The Woman and Her Swan:
The Connection Between Mothers and Daughters
As Seen in The Joy Luck Club by Amy Tan
“I wanted everything for you to be better. I wanted you to have the best circumstances, the best character. I didn’t want you to regret anything. And that’s why I named you Waverly. It was the name of the street we lived on. And I wanted you to think, This is where I belong. But I also knew if I named you after this street, soon you would grow up, leave this place, and take a piece of me with you.” (433)
This is what Mrs Lindo Jong, Waverly’s mother, says in The Joy Luck Club by Amy Tan, in a chaptered titled “Double Face.” All of the mothers in The Joy Luck Club – Suyuan Woo, An-mei Hsu, Lindo Jong, and Ying-Ying St. Clair – want the same thing: they want their daughters to have much better lives that their own. Unfortunately, the daughters – Jing-mei Woo, Waverly Jong, Rose Hsu Jordan, and Lena St. Clair – do not understand these motives of their mothers, just as they do not fully understand who their mothers had been before they became mothers. There had been lives, dreams, and family members left behind, and yet, the women do not find the time or the opportunity to tell their daughters about themselves. In the end, the daughters find out some things they knew about their mothers, but they do not completely come to understand the individual people that their mothers had been. But it is an impossible question to be fully answered: What is the right way to be a mother? What is the right way to be a daughter?

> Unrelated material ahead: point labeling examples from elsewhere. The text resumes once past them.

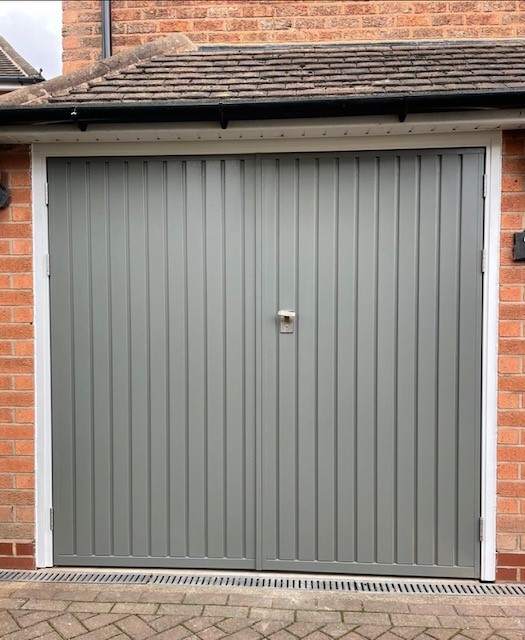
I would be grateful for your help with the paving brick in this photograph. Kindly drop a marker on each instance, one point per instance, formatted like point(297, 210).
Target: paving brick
point(101, 634)
point(232, 625)
point(335, 630)
point(408, 633)
point(90, 607)
point(226, 611)
point(45, 605)
point(297, 602)
point(514, 610)
point(272, 614)
point(478, 610)
point(458, 622)
point(302, 629)
point(123, 594)
point(136, 608)
point(366, 618)
point(205, 598)
point(280, 635)
point(317, 635)
point(7, 623)
point(36, 631)
point(322, 617)
point(270, 627)
point(102, 620)
point(67, 626)
point(477, 634)
point(498, 622)
point(249, 600)
point(339, 603)
point(135, 628)
point(199, 624)
point(11, 603)
point(167, 622)
point(371, 631)
point(245, 634)
point(189, 610)
point(73, 595)
point(414, 620)
point(212, 633)
point(441, 634)
point(387, 606)
point(432, 609)
point(175, 633)
point(30, 618)
point(163, 597)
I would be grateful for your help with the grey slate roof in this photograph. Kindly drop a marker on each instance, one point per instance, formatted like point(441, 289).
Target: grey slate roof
point(176, 71)
point(13, 68)
point(314, 71)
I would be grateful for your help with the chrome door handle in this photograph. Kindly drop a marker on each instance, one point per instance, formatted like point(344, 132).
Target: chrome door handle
point(287, 320)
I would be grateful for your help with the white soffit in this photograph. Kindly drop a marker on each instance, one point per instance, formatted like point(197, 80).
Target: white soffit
point(269, 129)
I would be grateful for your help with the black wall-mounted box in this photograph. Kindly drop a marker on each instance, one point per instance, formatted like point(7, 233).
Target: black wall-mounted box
point(519, 245)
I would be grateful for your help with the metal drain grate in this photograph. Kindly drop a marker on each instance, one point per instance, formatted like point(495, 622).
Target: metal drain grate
point(407, 587)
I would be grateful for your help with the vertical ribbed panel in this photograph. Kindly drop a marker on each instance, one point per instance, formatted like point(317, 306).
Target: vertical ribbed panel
point(369, 457)
point(153, 361)
point(371, 409)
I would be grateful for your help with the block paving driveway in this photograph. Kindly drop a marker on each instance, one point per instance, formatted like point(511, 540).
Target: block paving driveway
point(98, 612)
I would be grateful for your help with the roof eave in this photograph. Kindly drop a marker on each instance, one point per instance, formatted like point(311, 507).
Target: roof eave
point(84, 114)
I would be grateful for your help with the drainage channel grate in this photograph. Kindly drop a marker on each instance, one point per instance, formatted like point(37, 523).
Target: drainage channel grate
point(319, 584)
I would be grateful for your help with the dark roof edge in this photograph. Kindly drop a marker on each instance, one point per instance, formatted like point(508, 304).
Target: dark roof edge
point(28, 69)
point(83, 115)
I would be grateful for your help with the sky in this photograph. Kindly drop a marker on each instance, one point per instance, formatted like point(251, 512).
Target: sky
point(33, 28)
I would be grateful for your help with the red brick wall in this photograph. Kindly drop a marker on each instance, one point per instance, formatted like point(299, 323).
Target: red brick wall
point(277, 21)
point(17, 497)
point(511, 401)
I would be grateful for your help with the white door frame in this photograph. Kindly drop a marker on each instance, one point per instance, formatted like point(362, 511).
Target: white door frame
point(491, 141)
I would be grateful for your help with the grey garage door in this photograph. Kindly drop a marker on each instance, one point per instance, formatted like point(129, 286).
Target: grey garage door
point(188, 431)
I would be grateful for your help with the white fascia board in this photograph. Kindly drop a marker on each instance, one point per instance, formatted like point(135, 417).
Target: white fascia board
point(270, 129)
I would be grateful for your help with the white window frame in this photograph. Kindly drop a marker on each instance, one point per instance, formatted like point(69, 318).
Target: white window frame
point(288, 142)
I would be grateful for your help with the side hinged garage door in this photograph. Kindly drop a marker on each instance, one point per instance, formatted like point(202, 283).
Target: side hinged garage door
point(189, 431)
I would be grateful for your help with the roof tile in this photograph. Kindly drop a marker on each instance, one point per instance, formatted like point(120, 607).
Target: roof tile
point(230, 74)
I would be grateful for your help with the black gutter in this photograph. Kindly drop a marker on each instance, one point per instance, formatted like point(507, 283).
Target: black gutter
point(83, 115)
point(106, 28)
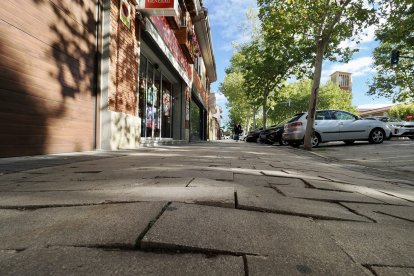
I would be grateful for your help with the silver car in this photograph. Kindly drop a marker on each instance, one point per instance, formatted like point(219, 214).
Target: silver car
point(335, 125)
point(399, 128)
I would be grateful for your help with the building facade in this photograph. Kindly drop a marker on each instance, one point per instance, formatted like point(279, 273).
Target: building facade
point(110, 74)
point(343, 79)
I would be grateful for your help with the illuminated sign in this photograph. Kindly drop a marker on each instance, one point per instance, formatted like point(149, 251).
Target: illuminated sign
point(125, 13)
point(159, 7)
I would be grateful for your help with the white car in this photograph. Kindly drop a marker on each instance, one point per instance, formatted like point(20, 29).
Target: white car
point(335, 125)
point(399, 128)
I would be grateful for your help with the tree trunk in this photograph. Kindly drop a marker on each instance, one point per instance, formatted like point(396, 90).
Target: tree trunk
point(317, 71)
point(264, 119)
point(254, 118)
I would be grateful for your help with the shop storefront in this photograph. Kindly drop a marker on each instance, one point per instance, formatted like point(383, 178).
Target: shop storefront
point(155, 101)
point(198, 121)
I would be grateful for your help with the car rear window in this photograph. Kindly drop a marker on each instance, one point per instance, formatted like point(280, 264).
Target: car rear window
point(295, 118)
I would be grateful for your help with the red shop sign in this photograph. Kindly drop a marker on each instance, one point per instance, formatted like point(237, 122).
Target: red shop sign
point(159, 7)
point(159, 4)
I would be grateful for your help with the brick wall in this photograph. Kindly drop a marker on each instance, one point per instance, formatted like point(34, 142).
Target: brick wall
point(123, 63)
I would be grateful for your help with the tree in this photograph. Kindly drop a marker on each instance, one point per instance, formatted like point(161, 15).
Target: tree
point(401, 111)
point(310, 31)
point(297, 94)
point(240, 107)
point(394, 81)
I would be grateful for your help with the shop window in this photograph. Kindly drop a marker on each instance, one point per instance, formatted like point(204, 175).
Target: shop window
point(155, 102)
point(166, 112)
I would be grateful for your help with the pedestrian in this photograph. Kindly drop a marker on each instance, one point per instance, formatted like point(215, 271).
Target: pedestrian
point(237, 131)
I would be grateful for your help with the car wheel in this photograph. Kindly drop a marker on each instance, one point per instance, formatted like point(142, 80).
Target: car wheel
point(376, 136)
point(294, 144)
point(316, 139)
point(283, 142)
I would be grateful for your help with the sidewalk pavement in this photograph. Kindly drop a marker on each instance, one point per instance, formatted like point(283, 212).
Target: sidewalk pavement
point(218, 208)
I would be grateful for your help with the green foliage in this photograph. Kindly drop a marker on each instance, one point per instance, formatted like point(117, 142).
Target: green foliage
point(394, 81)
point(330, 97)
point(233, 87)
point(401, 111)
point(295, 28)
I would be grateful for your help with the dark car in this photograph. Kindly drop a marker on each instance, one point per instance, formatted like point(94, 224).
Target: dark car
point(264, 133)
point(274, 135)
point(253, 136)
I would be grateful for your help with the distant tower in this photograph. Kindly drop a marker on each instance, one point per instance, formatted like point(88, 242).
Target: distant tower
point(344, 80)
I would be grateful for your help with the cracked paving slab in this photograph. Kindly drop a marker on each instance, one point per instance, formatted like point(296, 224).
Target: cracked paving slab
point(373, 193)
point(309, 193)
point(101, 225)
point(217, 196)
point(393, 271)
point(267, 199)
point(407, 194)
point(385, 214)
point(86, 261)
point(262, 180)
point(210, 229)
point(370, 243)
point(303, 176)
point(294, 265)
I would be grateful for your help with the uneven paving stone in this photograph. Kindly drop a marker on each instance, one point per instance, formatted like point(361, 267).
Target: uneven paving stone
point(295, 265)
point(384, 214)
point(74, 185)
point(217, 174)
point(316, 194)
point(393, 271)
point(359, 189)
point(291, 175)
point(211, 229)
point(85, 261)
point(102, 225)
point(263, 180)
point(371, 243)
point(217, 196)
point(267, 199)
point(205, 182)
point(407, 194)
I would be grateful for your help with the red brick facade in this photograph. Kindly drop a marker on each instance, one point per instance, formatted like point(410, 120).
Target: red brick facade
point(124, 63)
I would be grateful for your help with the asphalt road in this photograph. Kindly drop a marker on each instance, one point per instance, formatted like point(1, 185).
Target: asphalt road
point(394, 156)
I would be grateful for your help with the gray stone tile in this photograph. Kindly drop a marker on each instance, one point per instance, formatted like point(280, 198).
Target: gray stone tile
point(295, 265)
point(333, 196)
point(217, 196)
point(103, 225)
point(85, 261)
point(298, 175)
point(393, 271)
point(407, 194)
point(371, 243)
point(267, 199)
point(384, 214)
point(263, 180)
point(203, 228)
point(206, 183)
point(370, 192)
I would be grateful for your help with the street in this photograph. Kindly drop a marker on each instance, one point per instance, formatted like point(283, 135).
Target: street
point(214, 208)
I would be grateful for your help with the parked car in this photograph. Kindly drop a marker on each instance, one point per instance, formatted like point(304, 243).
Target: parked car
point(263, 134)
point(274, 134)
point(399, 128)
point(253, 136)
point(335, 125)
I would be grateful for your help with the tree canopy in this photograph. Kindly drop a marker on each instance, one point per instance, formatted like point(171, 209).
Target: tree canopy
point(310, 31)
point(394, 81)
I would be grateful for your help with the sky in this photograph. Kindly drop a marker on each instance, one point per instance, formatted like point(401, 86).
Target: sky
point(226, 17)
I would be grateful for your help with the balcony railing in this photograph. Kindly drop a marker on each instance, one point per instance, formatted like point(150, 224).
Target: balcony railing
point(184, 37)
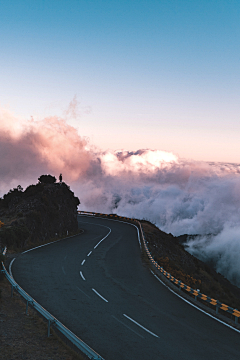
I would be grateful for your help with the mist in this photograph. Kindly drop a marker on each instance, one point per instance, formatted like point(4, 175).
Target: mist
point(180, 196)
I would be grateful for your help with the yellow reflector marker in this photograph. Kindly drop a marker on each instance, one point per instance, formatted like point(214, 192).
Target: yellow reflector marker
point(236, 313)
point(213, 302)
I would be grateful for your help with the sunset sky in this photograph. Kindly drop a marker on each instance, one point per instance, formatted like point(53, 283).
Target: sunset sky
point(141, 74)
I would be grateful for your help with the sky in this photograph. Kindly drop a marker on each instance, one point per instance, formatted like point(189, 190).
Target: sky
point(136, 103)
point(160, 75)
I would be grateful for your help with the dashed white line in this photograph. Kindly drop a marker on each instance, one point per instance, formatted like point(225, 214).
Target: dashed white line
point(99, 295)
point(83, 292)
point(135, 322)
point(103, 238)
point(10, 267)
point(127, 327)
point(82, 276)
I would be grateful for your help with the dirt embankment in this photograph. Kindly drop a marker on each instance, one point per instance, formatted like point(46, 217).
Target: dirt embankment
point(170, 254)
point(40, 213)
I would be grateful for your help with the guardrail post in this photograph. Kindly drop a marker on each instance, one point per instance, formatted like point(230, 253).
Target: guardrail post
point(27, 308)
point(49, 324)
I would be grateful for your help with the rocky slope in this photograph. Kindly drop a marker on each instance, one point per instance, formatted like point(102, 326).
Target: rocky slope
point(42, 212)
point(168, 251)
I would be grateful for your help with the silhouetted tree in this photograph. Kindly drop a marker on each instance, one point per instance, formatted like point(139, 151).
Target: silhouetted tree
point(47, 179)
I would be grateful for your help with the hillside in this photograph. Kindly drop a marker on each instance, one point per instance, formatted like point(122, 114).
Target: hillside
point(168, 251)
point(42, 212)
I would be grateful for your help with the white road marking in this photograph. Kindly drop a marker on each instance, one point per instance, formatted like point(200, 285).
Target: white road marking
point(82, 276)
point(196, 307)
point(10, 267)
point(128, 327)
point(103, 238)
point(124, 222)
point(135, 322)
point(99, 295)
point(83, 292)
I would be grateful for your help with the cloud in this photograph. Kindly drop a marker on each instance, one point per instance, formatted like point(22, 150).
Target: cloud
point(180, 196)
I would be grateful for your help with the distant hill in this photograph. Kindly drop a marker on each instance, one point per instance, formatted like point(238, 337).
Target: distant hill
point(169, 252)
point(42, 212)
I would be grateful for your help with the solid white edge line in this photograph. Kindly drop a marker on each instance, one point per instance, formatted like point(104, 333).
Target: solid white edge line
point(82, 276)
point(10, 267)
point(53, 242)
point(99, 295)
point(124, 222)
point(135, 322)
point(213, 317)
point(195, 306)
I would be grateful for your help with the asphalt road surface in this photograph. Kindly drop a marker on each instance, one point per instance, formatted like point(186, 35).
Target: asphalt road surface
point(96, 285)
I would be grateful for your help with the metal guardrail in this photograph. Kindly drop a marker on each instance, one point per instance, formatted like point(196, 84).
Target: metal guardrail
point(80, 344)
point(190, 290)
point(175, 281)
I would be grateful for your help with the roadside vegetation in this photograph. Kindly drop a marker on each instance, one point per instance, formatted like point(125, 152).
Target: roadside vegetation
point(171, 255)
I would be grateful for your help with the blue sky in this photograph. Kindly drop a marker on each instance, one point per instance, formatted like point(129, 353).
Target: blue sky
point(148, 74)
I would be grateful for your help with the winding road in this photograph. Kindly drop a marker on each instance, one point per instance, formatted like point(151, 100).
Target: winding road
point(96, 284)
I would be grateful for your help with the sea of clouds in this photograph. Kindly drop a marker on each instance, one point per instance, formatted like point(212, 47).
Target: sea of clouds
point(180, 196)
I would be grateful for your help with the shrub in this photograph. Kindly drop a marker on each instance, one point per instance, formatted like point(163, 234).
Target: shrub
point(47, 179)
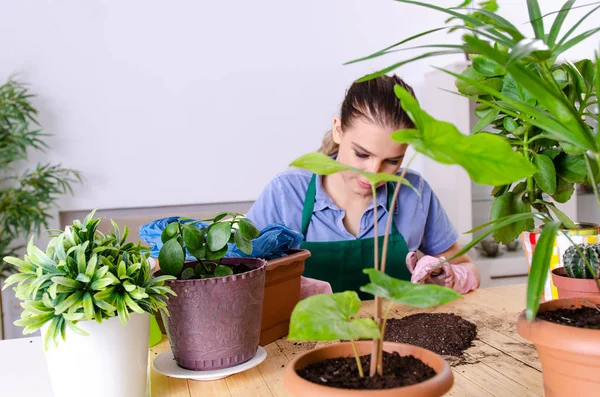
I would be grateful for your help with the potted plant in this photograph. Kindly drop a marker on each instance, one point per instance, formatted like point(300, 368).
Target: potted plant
point(26, 197)
point(215, 319)
point(329, 317)
point(570, 366)
point(95, 293)
point(579, 276)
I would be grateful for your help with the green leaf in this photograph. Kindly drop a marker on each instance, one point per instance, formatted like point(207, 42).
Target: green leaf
point(171, 258)
point(540, 264)
point(242, 243)
point(328, 317)
point(222, 271)
point(407, 293)
point(248, 228)
point(571, 168)
point(218, 235)
point(485, 120)
point(67, 282)
point(187, 273)
point(560, 18)
point(546, 175)
point(319, 163)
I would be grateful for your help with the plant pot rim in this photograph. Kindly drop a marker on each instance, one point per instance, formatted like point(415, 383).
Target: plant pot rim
point(261, 268)
point(563, 337)
point(439, 381)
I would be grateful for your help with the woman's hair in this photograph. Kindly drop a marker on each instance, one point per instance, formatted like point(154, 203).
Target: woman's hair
point(375, 101)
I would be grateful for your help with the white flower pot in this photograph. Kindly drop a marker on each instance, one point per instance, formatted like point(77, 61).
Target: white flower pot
point(111, 361)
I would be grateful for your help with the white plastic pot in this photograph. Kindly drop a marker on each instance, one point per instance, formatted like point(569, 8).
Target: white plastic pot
point(111, 361)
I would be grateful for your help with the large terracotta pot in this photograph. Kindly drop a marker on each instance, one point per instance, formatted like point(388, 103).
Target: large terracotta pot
point(434, 387)
point(570, 356)
point(214, 323)
point(569, 287)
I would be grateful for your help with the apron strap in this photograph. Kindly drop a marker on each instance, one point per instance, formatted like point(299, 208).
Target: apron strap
point(309, 204)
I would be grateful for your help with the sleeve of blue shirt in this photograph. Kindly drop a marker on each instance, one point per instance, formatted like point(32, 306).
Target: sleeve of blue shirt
point(439, 234)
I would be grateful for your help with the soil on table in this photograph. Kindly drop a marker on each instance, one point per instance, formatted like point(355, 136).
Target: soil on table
point(583, 317)
point(342, 372)
point(443, 333)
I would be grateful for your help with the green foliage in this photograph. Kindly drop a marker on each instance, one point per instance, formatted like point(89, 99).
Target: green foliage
point(582, 261)
point(328, 317)
point(26, 197)
point(208, 245)
point(84, 274)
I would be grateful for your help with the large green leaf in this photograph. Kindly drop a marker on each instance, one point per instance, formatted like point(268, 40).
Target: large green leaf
point(488, 159)
point(171, 258)
point(546, 175)
point(328, 317)
point(540, 264)
point(407, 293)
point(555, 103)
point(218, 235)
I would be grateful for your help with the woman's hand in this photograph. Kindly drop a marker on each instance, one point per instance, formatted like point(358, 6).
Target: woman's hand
point(434, 270)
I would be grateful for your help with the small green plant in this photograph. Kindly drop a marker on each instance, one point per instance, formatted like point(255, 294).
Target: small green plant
point(487, 158)
point(84, 275)
point(582, 261)
point(207, 244)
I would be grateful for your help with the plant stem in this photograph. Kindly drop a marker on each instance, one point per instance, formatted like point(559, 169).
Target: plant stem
point(358, 363)
point(375, 349)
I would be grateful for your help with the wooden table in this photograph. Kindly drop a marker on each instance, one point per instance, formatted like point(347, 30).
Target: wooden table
point(500, 363)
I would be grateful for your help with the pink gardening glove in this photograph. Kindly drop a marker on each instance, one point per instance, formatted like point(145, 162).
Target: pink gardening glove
point(459, 278)
point(312, 286)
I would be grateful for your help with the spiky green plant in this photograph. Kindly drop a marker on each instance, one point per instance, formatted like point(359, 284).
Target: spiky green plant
point(575, 257)
point(84, 275)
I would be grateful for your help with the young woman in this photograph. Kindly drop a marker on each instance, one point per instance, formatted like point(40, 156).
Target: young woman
point(335, 212)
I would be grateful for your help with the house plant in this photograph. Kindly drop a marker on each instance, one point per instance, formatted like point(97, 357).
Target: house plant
point(571, 366)
point(215, 319)
point(329, 317)
point(26, 197)
point(577, 278)
point(95, 293)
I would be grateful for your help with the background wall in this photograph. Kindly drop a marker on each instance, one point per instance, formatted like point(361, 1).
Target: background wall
point(197, 102)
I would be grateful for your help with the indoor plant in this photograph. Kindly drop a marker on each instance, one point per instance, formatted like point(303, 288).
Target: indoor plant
point(215, 319)
point(323, 317)
point(579, 276)
point(26, 197)
point(571, 366)
point(95, 292)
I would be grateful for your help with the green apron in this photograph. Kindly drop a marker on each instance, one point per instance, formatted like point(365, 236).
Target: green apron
point(341, 263)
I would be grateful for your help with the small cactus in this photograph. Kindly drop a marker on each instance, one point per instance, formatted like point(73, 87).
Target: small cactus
point(575, 265)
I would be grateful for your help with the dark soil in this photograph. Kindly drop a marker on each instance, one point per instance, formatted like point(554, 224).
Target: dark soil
point(342, 372)
point(442, 333)
point(583, 317)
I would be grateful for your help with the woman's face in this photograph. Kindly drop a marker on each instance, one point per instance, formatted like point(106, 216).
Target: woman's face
point(368, 147)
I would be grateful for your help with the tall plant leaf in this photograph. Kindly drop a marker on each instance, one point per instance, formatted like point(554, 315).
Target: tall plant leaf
point(540, 264)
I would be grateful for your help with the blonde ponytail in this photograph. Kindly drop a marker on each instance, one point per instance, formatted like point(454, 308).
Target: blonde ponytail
point(328, 146)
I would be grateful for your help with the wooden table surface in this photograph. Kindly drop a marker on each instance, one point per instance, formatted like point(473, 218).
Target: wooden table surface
point(500, 362)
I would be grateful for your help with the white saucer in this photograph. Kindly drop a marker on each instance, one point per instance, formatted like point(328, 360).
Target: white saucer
point(165, 364)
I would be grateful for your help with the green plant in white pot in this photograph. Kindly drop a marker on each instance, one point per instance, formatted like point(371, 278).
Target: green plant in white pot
point(95, 292)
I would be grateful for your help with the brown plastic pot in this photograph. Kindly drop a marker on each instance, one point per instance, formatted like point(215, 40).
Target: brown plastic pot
point(434, 387)
point(568, 287)
point(214, 323)
point(282, 293)
point(570, 356)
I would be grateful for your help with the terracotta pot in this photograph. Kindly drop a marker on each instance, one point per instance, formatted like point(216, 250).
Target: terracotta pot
point(214, 323)
point(570, 356)
point(573, 287)
point(282, 293)
point(434, 387)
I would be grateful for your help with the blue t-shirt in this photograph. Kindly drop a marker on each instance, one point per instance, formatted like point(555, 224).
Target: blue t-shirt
point(420, 219)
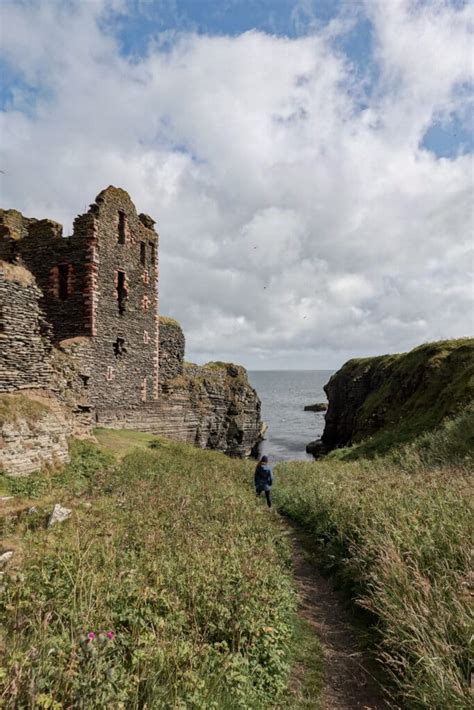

While we may never know the “right” answer to these questions, it seems that mothers and daughters have built-in instincts to try to look after each other and to save each other. For example, An-Mei Hsu remembers her mother who, after her first husband’s death, had married a rich merchant, only to be shunned by her family and to live an unhappy life. However, when she learns that her mother is ill, she comes back home to find that her mother is near death. This is when An-Mei sees a side of her mother that she will remember forever. She recounts:
I saw my mother on the other side of the room. Quiet and sad. She was cooking a soup, pouring herbs and medicines into the steaming pot. And then I saw her pull up her sleeve and pull out a sharp knife. She put this knife on the softest part of her arm. I tried to close my eyes, but could not. And then my mother cut a piece of meat from her arm. Tears poured from her face and blood spilled to the floor. My mother took her flesh and put it in the soup. She cooked magic in the ancient tradition to try to cure her mother this one last time… (78)
Even though her family had shunned her for her actions, An-Mei’s mother still comes back and does the best she can to help restore her mother. It is not just mothers who are willing to sacrifice themselves to save their children. Their children are also willing to sacrifice themselves to save their parents. An-Mei continues:
Even though I was young, I could see the pain of the flesh and the worth of the pain. This is how a daughter honors her mother. It is shou so deep it is in your bones. The pain of the flesh is nothing. The pain you must forget. Because sometimes that is the only way to remember what is in your bones. You must peel off your skin, and that of your mother, and her mother before her. Until there is nothing. No scar, no skin, no flesh. (79)
To remember what is in our bones, we must peel off our skin, and that of our mother, and her mother before her. Until there is nothing, no scar, no skin, no flesh. This is the inevitable bond between mothers and daughters.
Mothers leave a mark on their daughters, and their daughters carry it until the end of their lives, when they pass it off to their own daughters. Jing-Mei Woo’s mother had to flee China because the Japanese were invading. She had to leave behind her house, her friends, and her two babies. However, for Jing-Mei, the story feels distant. Her mother would tell her the story during her spare time, when she would unravel a story so she could knit. Remembering these times, Jing-Mei says of her mother, “…as she began to roll with one sweeping rhythm, she would start her story. Over the years, she told me the same story, except for the ending, which grew darker, casting long shadows into her life, and eventually into mine” (31). No matter how much mothers want their daughters to have happier and better lives, they have to realize that their daughters lives cannot be completely different from the ones they experienced. Mothers and daughters have strong connections, and this can show on their facial features, personal characteristics, eccentric habits, etc. Therefore, when the mothers’ stories end, their daughters pick up the thread. Even though Suyuan Woo and her daughter may not realize, their stories share more similarities than differences.
In closing thought, in “Queen Mother of the Western Skies,” a woman says to the Queen, “O! O! You say you are laughing because you have already lived forever; over and over again?…Then you must teach my daughter this same lesson. How to lose your innocence but not your hope. How to laugh forever” (347). It seems to be a never-ending question for mothers: How to guide their daughters so they can live a life of happiness. Do daughters have more choices than their mothers in happiness?
Tan, Amy. The Joy Luck Club. Electronic Reproduction, Penguin Books, 2006, minuteman.overdrive.com/minuteman-acton/content/media/6AB2B71E-8E5E-459A-AF4C-1F188BB39ED3.